Collecting Unemployment After Relocating: Trailing Spouse Provision
Unemployment law and unemployment benefits can differ greatly from state to state. Many states have what is known as a “trailing spouse” provision contained in their unemployment laws. This provision allows a person who has had to quit their job in order to relocate with their spouse to collect unemployment benefits. This is in the interest of keeping the family together. Relocation can be within the state or to another state. Relocation within the same state would probably be subject to mileage or distance or time constraints in order for a person to be able to apply for the benefits. No one would expect you to commute an unreasonable distance in order to keep your job. Relocation within the same state, where the trailing spouse provision already exists, and is hopefully understood by state-wide employment clerks, is not where problems collecting unemployment benefits occur under this provision. It is important to remember that the law that applies to your potential claim is the law from the state in which you were employed.
Confusion and frustration may occur more often when you move from a state that has a trailing spouse provision in the law to a state that does not have such a law in place. You will be filing for benefits at the local unemployment office in the new state, and there you may run into a clerk who is unfamiliar with the law in the state you just came from, and how it applies to you. Being persistent is what matters. Eventually it will be ironed out. What can be even more frustrating is if you move from a state that does not allow you to collect benefits to a state that does allow you to collect benefits based upon the same exact situation. Unfortunately, in this case you cannot collect unemployment benefits.
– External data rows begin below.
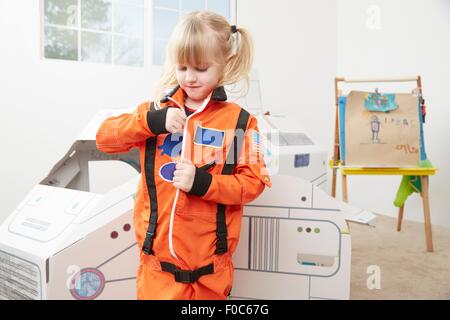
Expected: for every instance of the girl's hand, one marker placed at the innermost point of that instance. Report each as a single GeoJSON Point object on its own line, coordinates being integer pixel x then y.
{"type": "Point", "coordinates": [175, 120]}
{"type": "Point", "coordinates": [184, 174]}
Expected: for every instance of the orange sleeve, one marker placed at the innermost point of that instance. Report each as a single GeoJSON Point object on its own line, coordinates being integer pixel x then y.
{"type": "Point", "coordinates": [120, 134]}
{"type": "Point", "coordinates": [248, 181]}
There has been a push to create a Uniform Code for unemployment benefits and incentives for states to pass laws that will create a Uniform Code. Known as the Unemployment Modernization Act, which is a key component of the American Recovery and Reinvestment Act signed by President Obama, there are model provisions that states can use to help write their laws. The number of states that have the trailing spouse provision has been increasing since President Obama signed the Act. It is important here to note that some states without a trailing spouse provision have enacted a variation on the provision to allow a spouse to collect unemployment if they are a trailing military spouse. However, until a uniform provision is written for every state, the laws will vary depending upon in which state you are applying for benefits. Check with your state Department of Labor to be sure.